Ce n’est qu’à partir du milieu des années 2000 que Miss.Tic se défait d’une marginalité jusqu'alors inconfortable : « Ce qui était dans les années 1980 de la culture underground ou de la contre-culture est devenu une référence socioculturelle. Miss.Tic et la génération d’artistes qui l’accompagnent ayant modifié peu ou prou nos repères esthétiques et moraux (p. 157[5]) ». Les institutions commencent donc à accréditer certains artistes de ce mouvement, essentiellement masculin, dans lequel Miss.Tic incarne la femme libre et indépendante, en syntonie avec l’évolution des mœurs. « Contrairement à beaucoup d'artistes qui viennent de la rue, Miss.Tic a su créer un langage et le faire évoluer », remarque le commissaire-priseur Pierre Cornette de Saint Cyr[n 2],[3].

La presse nationale se met à lui consacrer de longs articles[7]. Un fan-club[8] est créé et soutient sa campagne « Miss.Tic Présidente » où elle aborde la politique[n 3] par anti-slogans.

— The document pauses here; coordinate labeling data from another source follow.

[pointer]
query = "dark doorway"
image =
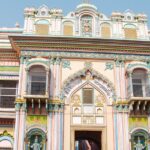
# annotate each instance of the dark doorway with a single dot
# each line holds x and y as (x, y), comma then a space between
(88, 140)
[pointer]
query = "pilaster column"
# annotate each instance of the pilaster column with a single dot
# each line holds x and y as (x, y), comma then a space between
(123, 82)
(20, 76)
(22, 126)
(47, 81)
(58, 61)
(130, 86)
(16, 134)
(26, 81)
(52, 60)
(55, 127)
(118, 87)
(61, 127)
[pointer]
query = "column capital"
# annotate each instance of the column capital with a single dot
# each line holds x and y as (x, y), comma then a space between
(17, 106)
(119, 62)
(58, 61)
(22, 60)
(52, 60)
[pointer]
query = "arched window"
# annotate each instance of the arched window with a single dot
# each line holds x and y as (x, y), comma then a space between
(139, 83)
(139, 140)
(37, 80)
(130, 32)
(5, 145)
(42, 27)
(105, 30)
(8, 93)
(86, 25)
(68, 28)
(36, 139)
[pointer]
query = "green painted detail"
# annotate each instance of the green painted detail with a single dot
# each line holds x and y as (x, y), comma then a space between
(37, 120)
(66, 64)
(88, 64)
(109, 66)
(138, 122)
(138, 65)
(38, 61)
(9, 68)
(86, 55)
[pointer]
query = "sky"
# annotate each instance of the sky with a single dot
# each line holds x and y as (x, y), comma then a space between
(11, 11)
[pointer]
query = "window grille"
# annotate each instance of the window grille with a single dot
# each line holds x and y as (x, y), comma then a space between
(8, 93)
(37, 81)
(140, 84)
(87, 96)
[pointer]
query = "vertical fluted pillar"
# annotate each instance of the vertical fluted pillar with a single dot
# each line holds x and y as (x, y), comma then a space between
(118, 89)
(130, 86)
(57, 92)
(16, 134)
(22, 127)
(47, 81)
(52, 77)
(20, 76)
(26, 81)
(49, 128)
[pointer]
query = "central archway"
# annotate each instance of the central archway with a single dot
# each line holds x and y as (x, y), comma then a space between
(88, 96)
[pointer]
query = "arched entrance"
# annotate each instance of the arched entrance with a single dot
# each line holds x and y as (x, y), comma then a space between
(87, 140)
(36, 140)
(88, 97)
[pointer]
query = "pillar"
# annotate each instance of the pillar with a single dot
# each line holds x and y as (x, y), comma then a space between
(20, 76)
(118, 87)
(16, 134)
(26, 82)
(58, 72)
(22, 127)
(55, 127)
(130, 86)
(51, 78)
(47, 81)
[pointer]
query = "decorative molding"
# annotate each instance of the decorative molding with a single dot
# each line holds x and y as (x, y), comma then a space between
(95, 77)
(88, 65)
(37, 61)
(109, 66)
(130, 66)
(80, 55)
(66, 64)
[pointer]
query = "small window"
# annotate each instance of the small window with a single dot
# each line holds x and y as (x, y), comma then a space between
(68, 29)
(130, 32)
(87, 96)
(140, 83)
(37, 81)
(137, 87)
(42, 27)
(8, 93)
(105, 30)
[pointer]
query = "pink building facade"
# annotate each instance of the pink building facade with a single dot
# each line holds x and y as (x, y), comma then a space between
(75, 82)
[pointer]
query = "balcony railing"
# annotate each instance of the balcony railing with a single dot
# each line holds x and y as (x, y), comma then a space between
(7, 97)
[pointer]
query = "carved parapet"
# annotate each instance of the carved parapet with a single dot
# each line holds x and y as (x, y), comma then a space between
(121, 106)
(56, 107)
(139, 106)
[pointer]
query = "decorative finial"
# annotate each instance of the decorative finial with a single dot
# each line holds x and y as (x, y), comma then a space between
(86, 1)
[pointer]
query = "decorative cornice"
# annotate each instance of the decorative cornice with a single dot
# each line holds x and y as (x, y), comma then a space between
(89, 55)
(5, 133)
(71, 44)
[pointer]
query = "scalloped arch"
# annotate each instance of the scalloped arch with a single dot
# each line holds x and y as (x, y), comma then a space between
(81, 73)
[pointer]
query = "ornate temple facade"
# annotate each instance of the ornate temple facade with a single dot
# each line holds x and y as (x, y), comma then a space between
(75, 82)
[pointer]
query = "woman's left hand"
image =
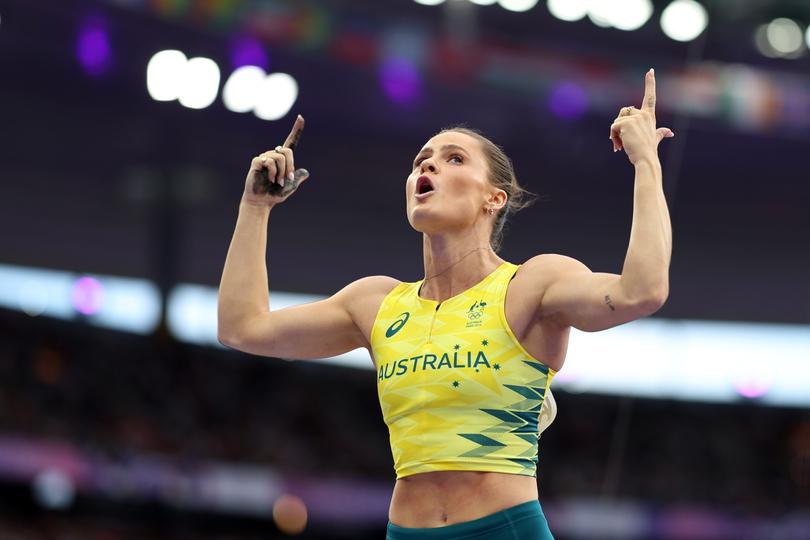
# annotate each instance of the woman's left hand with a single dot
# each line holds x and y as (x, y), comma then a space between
(634, 129)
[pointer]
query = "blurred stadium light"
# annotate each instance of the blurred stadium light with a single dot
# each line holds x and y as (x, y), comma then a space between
(684, 20)
(126, 304)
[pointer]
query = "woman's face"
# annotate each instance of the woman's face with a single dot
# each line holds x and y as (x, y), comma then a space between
(448, 187)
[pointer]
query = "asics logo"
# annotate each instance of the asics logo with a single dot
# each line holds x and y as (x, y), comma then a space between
(398, 324)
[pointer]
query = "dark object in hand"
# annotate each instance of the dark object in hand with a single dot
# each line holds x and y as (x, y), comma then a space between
(263, 185)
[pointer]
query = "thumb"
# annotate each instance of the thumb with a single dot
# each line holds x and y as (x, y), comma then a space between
(664, 133)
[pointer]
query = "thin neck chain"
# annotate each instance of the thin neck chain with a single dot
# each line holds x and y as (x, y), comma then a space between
(455, 263)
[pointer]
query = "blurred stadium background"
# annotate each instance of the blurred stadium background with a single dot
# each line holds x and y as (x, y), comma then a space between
(121, 417)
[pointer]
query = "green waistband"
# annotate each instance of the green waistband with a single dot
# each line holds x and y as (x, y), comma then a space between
(491, 523)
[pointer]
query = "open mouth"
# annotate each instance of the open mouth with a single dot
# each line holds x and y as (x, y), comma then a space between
(423, 185)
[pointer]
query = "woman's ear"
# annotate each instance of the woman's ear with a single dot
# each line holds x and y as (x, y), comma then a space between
(497, 199)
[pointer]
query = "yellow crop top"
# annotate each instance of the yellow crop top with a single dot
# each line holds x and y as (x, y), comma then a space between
(457, 390)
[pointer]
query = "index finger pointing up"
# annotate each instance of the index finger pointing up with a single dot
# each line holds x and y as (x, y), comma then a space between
(649, 93)
(295, 134)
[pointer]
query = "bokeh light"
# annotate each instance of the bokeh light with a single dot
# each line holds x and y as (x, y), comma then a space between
(242, 89)
(164, 75)
(517, 5)
(93, 47)
(568, 10)
(684, 20)
(277, 95)
(87, 295)
(785, 36)
(200, 83)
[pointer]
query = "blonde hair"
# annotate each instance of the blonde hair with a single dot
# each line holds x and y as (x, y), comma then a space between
(502, 176)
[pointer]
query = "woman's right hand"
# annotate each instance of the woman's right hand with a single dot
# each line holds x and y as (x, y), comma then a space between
(272, 176)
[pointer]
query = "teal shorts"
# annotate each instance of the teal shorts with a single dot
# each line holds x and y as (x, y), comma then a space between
(522, 522)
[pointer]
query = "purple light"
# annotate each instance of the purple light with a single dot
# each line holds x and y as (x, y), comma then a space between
(87, 295)
(752, 388)
(93, 47)
(248, 51)
(568, 101)
(400, 81)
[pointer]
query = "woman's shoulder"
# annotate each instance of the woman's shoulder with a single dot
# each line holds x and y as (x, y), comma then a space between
(372, 287)
(550, 264)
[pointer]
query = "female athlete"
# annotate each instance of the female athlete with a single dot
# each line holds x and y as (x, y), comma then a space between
(465, 356)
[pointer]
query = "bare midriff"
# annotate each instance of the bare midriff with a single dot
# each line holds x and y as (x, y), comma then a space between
(442, 498)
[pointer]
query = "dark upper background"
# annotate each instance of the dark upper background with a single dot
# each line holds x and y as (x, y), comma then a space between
(77, 154)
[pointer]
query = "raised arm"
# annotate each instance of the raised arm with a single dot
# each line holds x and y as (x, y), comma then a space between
(575, 296)
(244, 319)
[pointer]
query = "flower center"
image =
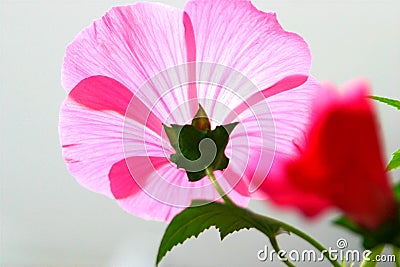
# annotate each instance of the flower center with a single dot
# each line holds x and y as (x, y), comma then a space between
(198, 147)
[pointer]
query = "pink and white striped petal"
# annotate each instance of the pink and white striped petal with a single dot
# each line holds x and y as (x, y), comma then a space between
(237, 35)
(129, 44)
(92, 127)
(158, 190)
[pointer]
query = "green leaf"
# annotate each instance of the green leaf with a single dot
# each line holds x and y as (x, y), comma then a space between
(202, 215)
(395, 161)
(391, 102)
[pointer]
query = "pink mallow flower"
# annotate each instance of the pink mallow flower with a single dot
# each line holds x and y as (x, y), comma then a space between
(341, 165)
(147, 64)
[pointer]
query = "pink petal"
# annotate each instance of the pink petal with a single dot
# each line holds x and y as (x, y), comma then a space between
(129, 44)
(237, 35)
(165, 190)
(292, 112)
(272, 131)
(95, 134)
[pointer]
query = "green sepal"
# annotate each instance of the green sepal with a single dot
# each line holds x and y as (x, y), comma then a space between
(186, 142)
(200, 120)
(395, 161)
(173, 134)
(202, 215)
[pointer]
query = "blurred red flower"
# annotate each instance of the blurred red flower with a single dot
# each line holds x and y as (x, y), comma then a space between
(341, 162)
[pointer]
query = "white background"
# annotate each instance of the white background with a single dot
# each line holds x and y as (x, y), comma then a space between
(48, 219)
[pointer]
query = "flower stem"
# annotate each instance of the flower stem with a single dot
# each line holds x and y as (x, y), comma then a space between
(371, 258)
(220, 191)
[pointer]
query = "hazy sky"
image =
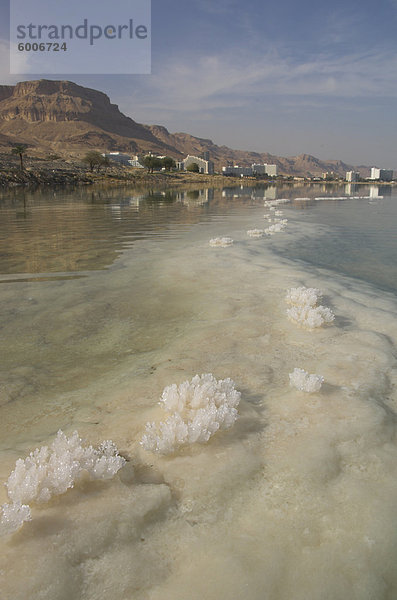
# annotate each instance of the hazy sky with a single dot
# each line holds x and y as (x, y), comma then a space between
(284, 77)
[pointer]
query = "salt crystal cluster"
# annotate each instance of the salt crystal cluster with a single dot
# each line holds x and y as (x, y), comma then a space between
(302, 296)
(50, 471)
(221, 242)
(305, 311)
(272, 203)
(255, 232)
(199, 408)
(304, 382)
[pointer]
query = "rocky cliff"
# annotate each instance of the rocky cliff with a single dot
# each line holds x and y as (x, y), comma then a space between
(69, 118)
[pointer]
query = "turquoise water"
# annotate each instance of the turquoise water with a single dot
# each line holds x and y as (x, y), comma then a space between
(106, 297)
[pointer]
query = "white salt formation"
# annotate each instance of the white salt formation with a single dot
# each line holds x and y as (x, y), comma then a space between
(199, 408)
(310, 316)
(13, 517)
(302, 296)
(255, 232)
(275, 228)
(304, 310)
(304, 382)
(50, 471)
(221, 242)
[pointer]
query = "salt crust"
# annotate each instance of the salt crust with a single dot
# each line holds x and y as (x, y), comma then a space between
(255, 232)
(304, 382)
(304, 310)
(199, 408)
(221, 242)
(50, 471)
(303, 296)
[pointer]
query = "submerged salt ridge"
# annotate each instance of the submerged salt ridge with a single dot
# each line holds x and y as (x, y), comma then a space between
(305, 311)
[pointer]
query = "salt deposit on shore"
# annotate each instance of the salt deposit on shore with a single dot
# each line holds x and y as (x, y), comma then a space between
(296, 500)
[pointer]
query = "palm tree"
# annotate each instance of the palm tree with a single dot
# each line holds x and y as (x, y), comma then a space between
(19, 149)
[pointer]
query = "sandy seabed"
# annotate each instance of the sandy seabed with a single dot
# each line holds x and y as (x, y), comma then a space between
(297, 500)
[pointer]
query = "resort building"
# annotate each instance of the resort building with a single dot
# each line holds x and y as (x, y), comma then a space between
(118, 157)
(205, 166)
(271, 170)
(237, 171)
(381, 174)
(254, 169)
(134, 162)
(352, 176)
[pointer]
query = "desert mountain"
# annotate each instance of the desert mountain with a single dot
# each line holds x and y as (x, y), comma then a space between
(69, 119)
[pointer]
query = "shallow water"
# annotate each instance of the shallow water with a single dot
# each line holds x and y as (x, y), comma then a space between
(106, 298)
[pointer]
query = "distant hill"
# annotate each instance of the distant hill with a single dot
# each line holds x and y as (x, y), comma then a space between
(63, 117)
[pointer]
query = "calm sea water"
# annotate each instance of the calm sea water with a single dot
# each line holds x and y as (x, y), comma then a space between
(108, 296)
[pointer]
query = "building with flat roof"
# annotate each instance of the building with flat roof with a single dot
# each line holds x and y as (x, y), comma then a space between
(237, 171)
(118, 157)
(381, 174)
(205, 166)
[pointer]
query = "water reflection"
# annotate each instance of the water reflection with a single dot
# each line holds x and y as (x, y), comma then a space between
(48, 232)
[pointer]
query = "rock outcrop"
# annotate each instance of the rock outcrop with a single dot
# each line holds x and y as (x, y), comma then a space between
(70, 119)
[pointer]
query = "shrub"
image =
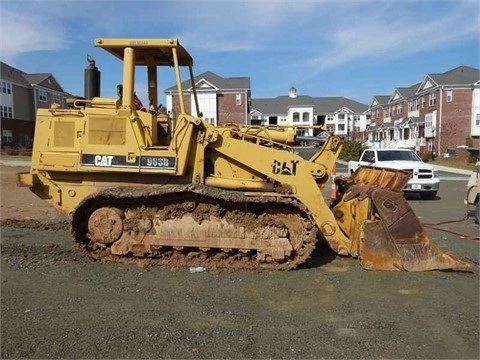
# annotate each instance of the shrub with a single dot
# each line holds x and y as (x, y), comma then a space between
(351, 151)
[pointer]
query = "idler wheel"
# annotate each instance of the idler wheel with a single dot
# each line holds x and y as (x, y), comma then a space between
(105, 225)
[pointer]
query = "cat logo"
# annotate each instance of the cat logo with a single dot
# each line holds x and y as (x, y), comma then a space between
(103, 160)
(284, 168)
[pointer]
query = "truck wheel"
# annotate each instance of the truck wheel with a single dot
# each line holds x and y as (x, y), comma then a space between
(428, 195)
(477, 212)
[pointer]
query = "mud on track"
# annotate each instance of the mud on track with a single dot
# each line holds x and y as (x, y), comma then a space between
(57, 303)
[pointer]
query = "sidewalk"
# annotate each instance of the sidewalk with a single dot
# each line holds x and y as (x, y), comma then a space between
(440, 168)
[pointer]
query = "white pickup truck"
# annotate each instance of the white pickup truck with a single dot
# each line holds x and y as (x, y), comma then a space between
(424, 179)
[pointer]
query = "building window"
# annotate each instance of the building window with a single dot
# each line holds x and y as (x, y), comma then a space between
(449, 95)
(6, 112)
(7, 136)
(42, 95)
(413, 105)
(57, 99)
(6, 87)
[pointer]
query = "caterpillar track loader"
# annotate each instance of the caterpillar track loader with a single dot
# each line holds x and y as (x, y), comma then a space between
(141, 185)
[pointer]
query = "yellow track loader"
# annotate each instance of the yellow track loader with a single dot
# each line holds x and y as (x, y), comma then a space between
(142, 185)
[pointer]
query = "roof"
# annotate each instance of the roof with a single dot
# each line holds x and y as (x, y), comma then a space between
(13, 75)
(382, 99)
(19, 77)
(462, 75)
(410, 91)
(321, 105)
(35, 79)
(232, 83)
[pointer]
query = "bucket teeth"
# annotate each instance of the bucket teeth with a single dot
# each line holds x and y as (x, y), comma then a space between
(391, 236)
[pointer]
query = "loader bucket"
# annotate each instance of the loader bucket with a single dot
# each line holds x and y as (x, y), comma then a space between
(385, 233)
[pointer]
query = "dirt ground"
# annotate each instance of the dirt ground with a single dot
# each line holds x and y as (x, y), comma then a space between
(55, 303)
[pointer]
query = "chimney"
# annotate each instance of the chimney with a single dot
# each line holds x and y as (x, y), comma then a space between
(292, 92)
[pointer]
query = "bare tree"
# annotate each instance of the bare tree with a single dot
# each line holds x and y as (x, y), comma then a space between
(449, 130)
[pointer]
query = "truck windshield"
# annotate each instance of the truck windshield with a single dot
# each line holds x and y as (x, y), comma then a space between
(397, 155)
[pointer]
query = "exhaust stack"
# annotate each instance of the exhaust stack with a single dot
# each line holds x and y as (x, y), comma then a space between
(91, 79)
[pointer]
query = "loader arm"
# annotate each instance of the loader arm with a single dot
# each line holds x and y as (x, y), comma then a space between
(370, 219)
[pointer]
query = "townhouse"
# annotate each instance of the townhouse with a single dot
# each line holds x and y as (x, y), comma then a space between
(438, 115)
(221, 100)
(21, 94)
(339, 115)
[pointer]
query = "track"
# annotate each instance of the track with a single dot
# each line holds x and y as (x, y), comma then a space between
(191, 225)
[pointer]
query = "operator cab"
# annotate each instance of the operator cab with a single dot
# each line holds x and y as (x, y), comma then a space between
(152, 54)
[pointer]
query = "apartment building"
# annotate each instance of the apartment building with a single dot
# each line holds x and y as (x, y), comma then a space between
(20, 97)
(439, 114)
(221, 100)
(339, 115)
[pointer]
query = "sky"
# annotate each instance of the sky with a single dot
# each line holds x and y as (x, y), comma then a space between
(352, 48)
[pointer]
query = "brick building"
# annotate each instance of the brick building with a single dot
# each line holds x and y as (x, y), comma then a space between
(221, 100)
(21, 94)
(439, 115)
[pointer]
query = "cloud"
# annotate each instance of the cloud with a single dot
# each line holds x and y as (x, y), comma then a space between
(29, 32)
(386, 35)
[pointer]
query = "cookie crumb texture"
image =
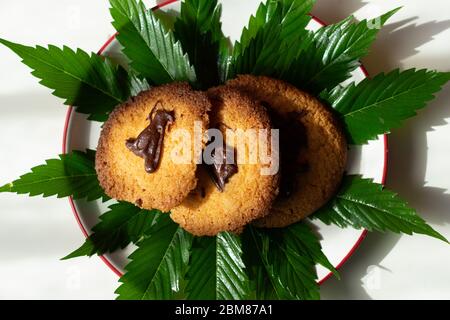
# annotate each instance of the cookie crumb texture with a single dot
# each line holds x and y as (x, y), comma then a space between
(247, 195)
(320, 163)
(121, 173)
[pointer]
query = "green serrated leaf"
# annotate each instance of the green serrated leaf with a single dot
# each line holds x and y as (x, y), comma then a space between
(152, 50)
(123, 224)
(375, 106)
(277, 269)
(274, 33)
(330, 54)
(92, 83)
(199, 30)
(216, 270)
(159, 265)
(361, 203)
(71, 175)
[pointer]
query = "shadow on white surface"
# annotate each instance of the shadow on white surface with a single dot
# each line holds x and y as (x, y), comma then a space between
(332, 11)
(400, 40)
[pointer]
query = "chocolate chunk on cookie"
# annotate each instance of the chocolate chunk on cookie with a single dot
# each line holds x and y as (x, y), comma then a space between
(235, 194)
(313, 149)
(140, 152)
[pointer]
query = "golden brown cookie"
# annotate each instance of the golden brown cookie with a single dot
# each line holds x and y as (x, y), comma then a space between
(313, 148)
(122, 173)
(248, 194)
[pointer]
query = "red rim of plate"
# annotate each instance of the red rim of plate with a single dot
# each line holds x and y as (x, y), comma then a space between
(113, 268)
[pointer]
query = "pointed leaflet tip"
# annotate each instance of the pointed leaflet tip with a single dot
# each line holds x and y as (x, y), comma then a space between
(7, 187)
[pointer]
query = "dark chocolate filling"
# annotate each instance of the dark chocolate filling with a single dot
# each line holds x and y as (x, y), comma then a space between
(222, 168)
(221, 171)
(293, 140)
(148, 145)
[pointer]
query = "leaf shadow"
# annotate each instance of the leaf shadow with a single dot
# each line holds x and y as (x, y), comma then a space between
(370, 254)
(332, 11)
(400, 40)
(408, 146)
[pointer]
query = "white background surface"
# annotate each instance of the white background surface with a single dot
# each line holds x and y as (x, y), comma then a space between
(36, 232)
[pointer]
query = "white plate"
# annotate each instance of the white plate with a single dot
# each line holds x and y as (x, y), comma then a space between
(338, 244)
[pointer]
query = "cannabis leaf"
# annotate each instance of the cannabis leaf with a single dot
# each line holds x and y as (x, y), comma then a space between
(71, 175)
(199, 30)
(361, 203)
(330, 54)
(281, 263)
(275, 31)
(377, 105)
(216, 270)
(123, 224)
(301, 238)
(92, 83)
(159, 264)
(152, 50)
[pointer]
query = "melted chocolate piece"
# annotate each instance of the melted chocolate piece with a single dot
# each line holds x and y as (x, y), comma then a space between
(220, 170)
(148, 145)
(293, 142)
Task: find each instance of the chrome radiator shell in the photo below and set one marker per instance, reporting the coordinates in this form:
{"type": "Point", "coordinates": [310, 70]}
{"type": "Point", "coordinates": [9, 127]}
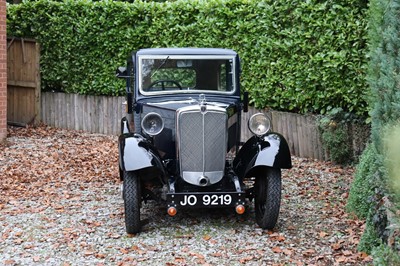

Des marques s’intéressent à son travail, à son image de Parisienne et de sorcière ludique : loueur automobile, maroquinier, couturier, papetier[9]

Les expositions dans des galeries de renom se font plus fréquentes. Des foires d'art contemporain l’invitent, à Venise ou à Miami. En 2007, Miss.Tic entre dans la collection du Victoria and Albert Museum de Londres. Le cinéaste Claude Chabrol lui demande de réaliser l’affiche de son film La Fille coupée en deux.

Des commandes publiques surviennent : à Lyon, le ministère du Logement et de la Ville; sous la tutelle de Christine Boutin; lui commande plusieurs pochoirs en 2007, sous l'intitulé Réunions de chantier. La même année, la ville d’Orly[5] lui commande une œuvre pour la façade de la résidence d’étudiants Léo-Ferré ; une consécration, en même temps qu’un émouvant retour aux sources.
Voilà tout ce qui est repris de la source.